The paper proposes novel online and offline scheduling algorithms based on SRPT with task cloning, providing competitive bounds and practical improvements over existing schemes.

Findings

SRPTMS+C reduces job flowtimes by up to 25% in simulations.

The offline algorithm is 2-competitive under low variance conditions.

SRPTMS+C is $(1+\epsilon)$-speed $o(1/\epsilon^2)$-competitive in minimizing weighted flowtimes.

Abstract

Job scheduling for a MapReduce cluster has been an active research topic in recent years. However, measurement traces from real-world production environment show that the duration of tasks within a job vary widely. The overall elapsed time of a job, i.e. the so-called flowtime, is often dictated by one or few slowly-running tasks within a job, generally referred as the "stragglers". The cause of stragglers include tasks running on partially/intermittently failing machines or the existence of some localized resource bottleneck(s) within a MapReduce cluster. To tackle this online job scheduling challenge, we adopt the task cloning approach and design the corresponding scheduling algorithms which aim at minimizing the weighted sum of job flowtimes in a MapReduce cluster based on the Shortest Remaining Processing Time scheduler (SRPT). To be more specific, we first design a 2-competitive offline algorithm when the variance of task-duration is negligible. We then extend this offline algorithm to yield the so-called SRPTMS+C algorithm for the online case and show that SRPTMS+C is $(1+\epsilon)-speed$ $o(\frac{1}{\epsilon^2})-competitive$ in reducing the weighted sum of job flowtimes within a cluster.

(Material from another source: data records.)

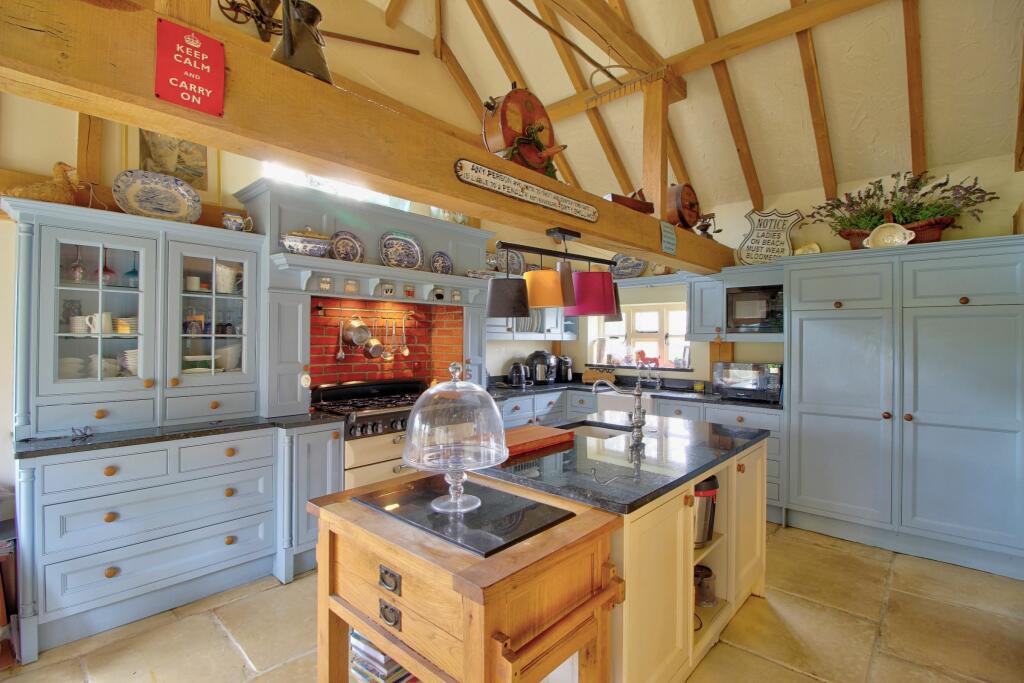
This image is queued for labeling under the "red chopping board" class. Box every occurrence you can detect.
[505,425,574,458]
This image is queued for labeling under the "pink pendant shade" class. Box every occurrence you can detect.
[564,271,617,315]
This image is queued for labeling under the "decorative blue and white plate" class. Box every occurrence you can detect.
[430,251,455,275]
[609,254,647,280]
[112,168,203,223]
[380,230,423,270]
[331,230,365,263]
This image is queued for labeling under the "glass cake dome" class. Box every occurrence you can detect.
[401,362,509,512]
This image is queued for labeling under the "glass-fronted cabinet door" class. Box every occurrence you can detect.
[38,226,157,396]
[167,242,256,388]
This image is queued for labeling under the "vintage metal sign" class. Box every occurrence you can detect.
[736,209,804,265]
[455,159,597,223]
[154,18,224,116]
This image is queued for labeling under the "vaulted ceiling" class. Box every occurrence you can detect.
[358,0,1024,208]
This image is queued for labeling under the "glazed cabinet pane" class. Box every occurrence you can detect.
[167,242,256,387]
[38,227,157,396]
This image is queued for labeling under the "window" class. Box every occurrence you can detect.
[597,303,690,368]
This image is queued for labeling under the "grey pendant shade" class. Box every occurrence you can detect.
[486,278,529,317]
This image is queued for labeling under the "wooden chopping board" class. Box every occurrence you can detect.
[505,425,574,458]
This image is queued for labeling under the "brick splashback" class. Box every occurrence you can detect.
[309,297,463,385]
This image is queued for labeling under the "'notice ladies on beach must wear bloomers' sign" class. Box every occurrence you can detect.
[155,18,224,116]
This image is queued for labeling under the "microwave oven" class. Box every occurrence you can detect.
[725,285,785,335]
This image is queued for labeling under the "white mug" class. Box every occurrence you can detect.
[85,313,114,334]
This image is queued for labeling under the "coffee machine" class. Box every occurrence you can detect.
[526,349,558,384]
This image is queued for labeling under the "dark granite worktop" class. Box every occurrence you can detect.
[477,411,768,514]
[14,413,345,460]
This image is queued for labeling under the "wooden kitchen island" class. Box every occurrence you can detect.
[309,412,767,683]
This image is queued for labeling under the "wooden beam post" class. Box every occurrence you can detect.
[75,114,103,184]
[643,81,669,220]
[790,0,839,200]
[903,0,928,173]
[693,0,765,211]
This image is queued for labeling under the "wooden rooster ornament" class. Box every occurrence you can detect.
[2,161,80,205]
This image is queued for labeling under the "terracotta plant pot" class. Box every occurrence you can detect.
[839,230,871,249]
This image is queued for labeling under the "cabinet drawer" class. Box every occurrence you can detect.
[36,398,157,432]
[167,391,256,420]
[43,467,273,553]
[786,263,893,310]
[705,405,782,431]
[179,434,273,472]
[345,458,412,488]
[43,512,273,612]
[43,451,168,494]
[565,391,597,415]
[902,253,1024,306]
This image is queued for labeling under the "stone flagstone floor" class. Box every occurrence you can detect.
[0,524,1024,683]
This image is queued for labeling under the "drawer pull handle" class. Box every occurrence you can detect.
[377,564,401,595]
[379,600,401,631]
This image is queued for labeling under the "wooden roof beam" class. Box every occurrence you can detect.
[790,0,839,200]
[0,0,733,272]
[903,0,928,174]
[693,0,765,211]
[536,0,636,195]
[666,0,883,76]
[466,0,580,187]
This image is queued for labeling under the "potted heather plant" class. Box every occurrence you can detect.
[808,172,998,249]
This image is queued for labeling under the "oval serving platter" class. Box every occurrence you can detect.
[331,230,366,263]
[430,251,455,275]
[112,168,203,223]
[380,230,423,270]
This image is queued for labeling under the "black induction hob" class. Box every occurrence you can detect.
[352,474,574,557]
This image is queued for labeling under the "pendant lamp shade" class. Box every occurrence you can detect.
[486,278,529,317]
[565,271,616,315]
[555,261,575,306]
[523,270,564,308]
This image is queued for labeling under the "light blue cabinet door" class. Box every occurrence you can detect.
[787,310,894,525]
[293,430,343,547]
[686,279,725,341]
[902,306,1024,548]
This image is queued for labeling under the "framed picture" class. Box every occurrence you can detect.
[138,129,210,190]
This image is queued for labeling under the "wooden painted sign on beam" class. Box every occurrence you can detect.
[154,18,224,117]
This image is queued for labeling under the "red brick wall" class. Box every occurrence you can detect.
[309,297,462,385]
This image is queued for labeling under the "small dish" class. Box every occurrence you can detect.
[430,251,455,275]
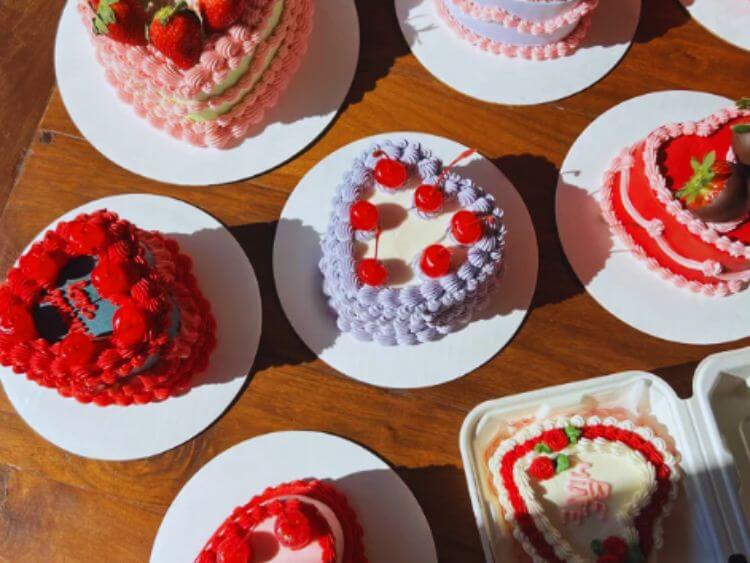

Both of the algorithms explicitly consider the precedence constraints between the two phases within the MapReduce framework. We also demonstrate via trace-driven simulations that SRPTMS+C can significantly reduce the weighted/unweighted sum of job flowtimes by cutting down the elapsed time of small jobs substantially. In particular, SRPTMS+C beats the Microsoft Mantri scheme by nearly 25% according to this metric.